A more aggressive strategy would be letting inflation rise above the Fed’s comfort level of 2 percent or so to, say, 4 percent. That could help the economy by easing the repayment of debt.
Read that last sentence again: “That could help the economy by easing the repayment of debt.”
They apparently expect our friends in China, India and other countries that have loaned us money to be happy receiving repayment in dollars that are worth less than the dollars they loaned us. Wouldn’t you want that if you loaned money to someone?
By the way, it must have escaped the notice of the newsies at the NYT that the Bureau of Labor Statistics last month reported an annualized inflation rate of 3.6 percent and rising.

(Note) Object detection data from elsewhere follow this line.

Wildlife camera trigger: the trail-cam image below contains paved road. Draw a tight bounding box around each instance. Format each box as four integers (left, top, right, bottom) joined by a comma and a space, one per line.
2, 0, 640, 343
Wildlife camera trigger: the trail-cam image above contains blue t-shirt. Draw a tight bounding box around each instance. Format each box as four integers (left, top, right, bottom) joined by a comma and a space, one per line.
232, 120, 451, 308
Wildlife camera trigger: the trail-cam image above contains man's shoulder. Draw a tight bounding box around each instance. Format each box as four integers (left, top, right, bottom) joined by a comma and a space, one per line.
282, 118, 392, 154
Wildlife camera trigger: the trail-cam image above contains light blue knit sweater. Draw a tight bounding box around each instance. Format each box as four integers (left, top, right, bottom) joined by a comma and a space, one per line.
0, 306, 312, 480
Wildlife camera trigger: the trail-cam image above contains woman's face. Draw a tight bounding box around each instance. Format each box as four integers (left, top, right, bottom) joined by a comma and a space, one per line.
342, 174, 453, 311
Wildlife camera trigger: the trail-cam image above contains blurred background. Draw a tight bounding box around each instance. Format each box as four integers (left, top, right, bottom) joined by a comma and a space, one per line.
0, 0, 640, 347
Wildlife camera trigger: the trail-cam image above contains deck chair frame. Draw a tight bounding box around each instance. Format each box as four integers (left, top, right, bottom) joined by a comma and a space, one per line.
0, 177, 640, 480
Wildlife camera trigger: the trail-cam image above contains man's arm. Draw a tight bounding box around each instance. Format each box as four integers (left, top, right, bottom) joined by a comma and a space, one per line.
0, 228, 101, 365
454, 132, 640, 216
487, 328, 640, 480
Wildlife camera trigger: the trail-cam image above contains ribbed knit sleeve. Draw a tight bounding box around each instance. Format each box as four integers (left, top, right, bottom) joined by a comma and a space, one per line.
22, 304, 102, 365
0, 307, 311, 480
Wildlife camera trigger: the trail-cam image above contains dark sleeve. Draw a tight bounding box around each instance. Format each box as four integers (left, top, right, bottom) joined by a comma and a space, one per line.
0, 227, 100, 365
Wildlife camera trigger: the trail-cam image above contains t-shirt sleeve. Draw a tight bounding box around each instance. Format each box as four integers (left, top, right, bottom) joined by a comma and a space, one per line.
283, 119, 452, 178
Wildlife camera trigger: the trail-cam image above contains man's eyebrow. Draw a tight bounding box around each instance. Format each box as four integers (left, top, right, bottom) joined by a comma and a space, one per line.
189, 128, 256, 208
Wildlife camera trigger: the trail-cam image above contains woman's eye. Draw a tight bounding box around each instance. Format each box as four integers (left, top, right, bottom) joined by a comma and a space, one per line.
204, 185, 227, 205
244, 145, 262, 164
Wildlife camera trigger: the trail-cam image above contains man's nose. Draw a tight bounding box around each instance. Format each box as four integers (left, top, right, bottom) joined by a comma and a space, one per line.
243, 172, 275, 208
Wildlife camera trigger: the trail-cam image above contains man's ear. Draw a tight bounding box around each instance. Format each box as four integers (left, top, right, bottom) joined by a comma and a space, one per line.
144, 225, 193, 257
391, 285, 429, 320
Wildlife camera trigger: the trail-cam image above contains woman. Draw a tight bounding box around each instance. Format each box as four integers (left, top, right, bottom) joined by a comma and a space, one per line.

I wonder if anyone at the NYT has ever heard of “the rule of 72.” It works like this:
Take any two numbers and multiply them to come up with 72. If one number represents percent, and the other represents time, that’s how long it takes something to double, or fall by half, depending on which direction you’re going. For instance:
8 x 9 = 72. If you invest a dollar and receive an annual return that averages 8 percent, in nine years you will have two dollars. Here’s another example: 4 x 18 = 72. If you invest one dollar and receive an annual return that averages 4 percent, in 18 years you’ll have two dollars.
If inflation averages 4 percent a year, one dollar would be worth 50 cents 18 years later. Another way to put it would be to say you would need two dollars to buy what one dollar bought 18 years earlier.
Inflation destroys money and this is what the NYT wants. The editors give nary a thought to what lenders who gave us real money might think being repaid with Monopoly money.
Today’s dollar is already worth barely five cents compared to 100 years ago. Money backed by nothing eventually becomes worth nothing. Gold hasn’t backed the dollar since President Richard Nixon “closed the gold window” forty years ago because France and some other countries, concerned about this government’s monetary and fiscal policies, started cashing in their dollars for gold.
The higher inflation rates are, the more quickly our money becomes worth nothing.Think money can’t become worth nothing? Remember your history books and the Weimar Republic in Germany, when wheelbarrows full of money were needed to buy a loaf of bread. Remember contemporary history, when just a few years ago pockets full of Zimbabwe billion dollar bills couldn’t buy a bag of rice.
Inflation is a stealthy form of default that harms citizens who live under a government that inflates along with those who loaned the government money. By calling for higher inflation to make it easier for the government to repay its debts, The New York Times is calling for a subtle form of default.